Butter, tallow, ghee
The cooking fats. Animal-derived, stable, satiating.
Organ meats
Liver, heart, kidney, marrow. Where the dense nutrients live.
Fatty fish
Salmon, sardines. For omega-3 and minerals.
Shellfish & oysters
Zinc, copper, selenium, more omega-3.
Bacon
A common addition; watch quality and added sugars.
Bone broth
Glycine, minerals, and a warm side that fits the rhythm.
Aged cheese
In moderation. Many keep dairy low for tolerance.
A little dairy
Butter and some milk are allowed; rotate out if it stalls progress.
Salt & water
Increase both. The practical fix for early cramps and headaches.

The macros that matter here are just fat and protein, both high. Carbs are near zero by design. Unlike keto, protein isn't kept low.

A day in the life

Fewer, larger, satiating meals

The rhythm is the opposite of grazing: one or two meals, eaten to fullness, with no snacking culture in between.

  1. Morning

    Often skipped. The food is satiating enough that many followers eat by hunger, not schedule, and just have coffee or water with added salt until they're genuinely hungry.
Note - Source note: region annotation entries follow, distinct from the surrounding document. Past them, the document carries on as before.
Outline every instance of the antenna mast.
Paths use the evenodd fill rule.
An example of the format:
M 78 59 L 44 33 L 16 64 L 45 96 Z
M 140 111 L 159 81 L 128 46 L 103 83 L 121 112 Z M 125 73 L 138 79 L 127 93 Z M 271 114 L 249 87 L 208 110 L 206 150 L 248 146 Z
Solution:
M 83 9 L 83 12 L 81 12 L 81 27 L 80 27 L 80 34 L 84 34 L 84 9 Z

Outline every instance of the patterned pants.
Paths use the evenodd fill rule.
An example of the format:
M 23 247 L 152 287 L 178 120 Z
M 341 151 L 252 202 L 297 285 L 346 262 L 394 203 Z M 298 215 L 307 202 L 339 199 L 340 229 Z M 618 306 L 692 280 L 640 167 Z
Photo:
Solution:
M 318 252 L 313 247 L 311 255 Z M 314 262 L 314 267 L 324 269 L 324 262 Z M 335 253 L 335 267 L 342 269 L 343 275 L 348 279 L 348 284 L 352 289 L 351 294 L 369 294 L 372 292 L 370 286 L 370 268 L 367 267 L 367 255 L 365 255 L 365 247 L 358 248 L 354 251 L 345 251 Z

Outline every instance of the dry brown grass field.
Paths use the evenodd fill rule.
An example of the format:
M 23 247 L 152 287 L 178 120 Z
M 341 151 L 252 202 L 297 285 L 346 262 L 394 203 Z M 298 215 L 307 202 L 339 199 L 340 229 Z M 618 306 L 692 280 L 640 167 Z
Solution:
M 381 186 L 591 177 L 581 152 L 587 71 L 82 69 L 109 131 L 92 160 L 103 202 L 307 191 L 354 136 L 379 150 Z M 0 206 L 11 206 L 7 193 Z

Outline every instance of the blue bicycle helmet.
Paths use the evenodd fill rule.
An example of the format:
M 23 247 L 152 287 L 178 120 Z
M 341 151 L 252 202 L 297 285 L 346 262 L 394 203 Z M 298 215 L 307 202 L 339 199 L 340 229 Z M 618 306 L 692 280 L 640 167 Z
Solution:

  2. Meal one (late morning or midday)

    A large ribeye, or several eggs cooked in butter, with salt. Some add bacon. A big, fatty, satiating plate; no side dishes needed.

  3. Optional seafood

    Salmon, a tin of sardines, or oysters, for omega-3 and minerals, especially on days without organ meat.

  4. Meal two (evening)

    Ground beef patties or a fattier cut. Slow-cooked short ribs work. Sometimes a side of organ meat (liver or heart) for nutrients, with bone broth alongside.

  5. Throughout the day

    Water with added salt to stay ahead of sodium loss. No carbs, no plants, no snacking on sweets, often just two meals eaten to fullness.

  6. On portions

    Portion sizes are large; Baker himself eats a lot of meat daily. The instruction is to eat enough fatty animal food to be genuinely satisfied, not measured grams.

You'll love this if

  • ·You want maximum simplicity: single-ingredient meals, no counting, no planning.
  • ·You have autoimmune issues, gut problems, or suspected food intolerances and want a strict elimination reset.
  • ·You feel best on high protein and fat, and poorly on carbs.
  • ·You're a strength athlete or want a very high-satiety, high-protein pattern.
  • ·You've done keto and want to take it further.

Skip it if

  • ·Your lipids respond strongly to saturated fat. Animal foods can raise LDL in some people; responses vary a lot. Nearly every proponent (Baker included) recommends baseline bloodwork and a re-test at 2-3 months: weight, glucose / insulin, triglycerides, HDL / LDL, hs-CRP, and adjusting fat sources if LDL rises sharply.
  • ·You want a low-effort nutrient profile. Removing all plants means some nutrients (certain vitamins, calcium without bony fish or dairy, omega-3 without seafood) require deliberate choices: organs, eggs, and seafood.
  • ·You're not prepared for the transition. The first days to weeks can bring fatigue, headaches, and cramps as the body adapts and sheds sodium and water. More salt, more water, and enough fat are the standard fixes; full adaptation can take 30 to 90 days.
  • ·You're pregnant or breastfeeding, or living with kidney disease, diabetes, or high blood pressure. This pattern is commonly flagged as needing medical guidance in those situations.
  • ·Long-term sustainability or social eating matters a lot to you. Many find it hard to sustain over years or in social settings, and long-term data on this exact pattern is still limited.
The thinking behind it

Where this comes from

Show

Carnivore is a relatively new, debated framework. Research on this exact pattern is limited, so it's best read as a community-driven approach with reported benefits and real open questions, not settled science.

  • Dr. Shawn Baker

    Orthopedic surgeon, author of "The Carnivore Diet," founder of the MeatRx community.

  • Mostly Fat

    Long-running resource on animal-based, high-fat eating.

  • Thomas Seyfried

    Author of "Cancer as a Metabolic Disease," central to the metabolic-therapy literature.

  • Dom D'Agostino

    Researcher on ketogenic and animal-based metabolic approaches.

BasedCal presents this as a framework, not medical advice. Claims here are attributed to Dr. Shawn Baker and the carnivore community, not the app. Baseline and follow-up bloodwork are strongly recommended.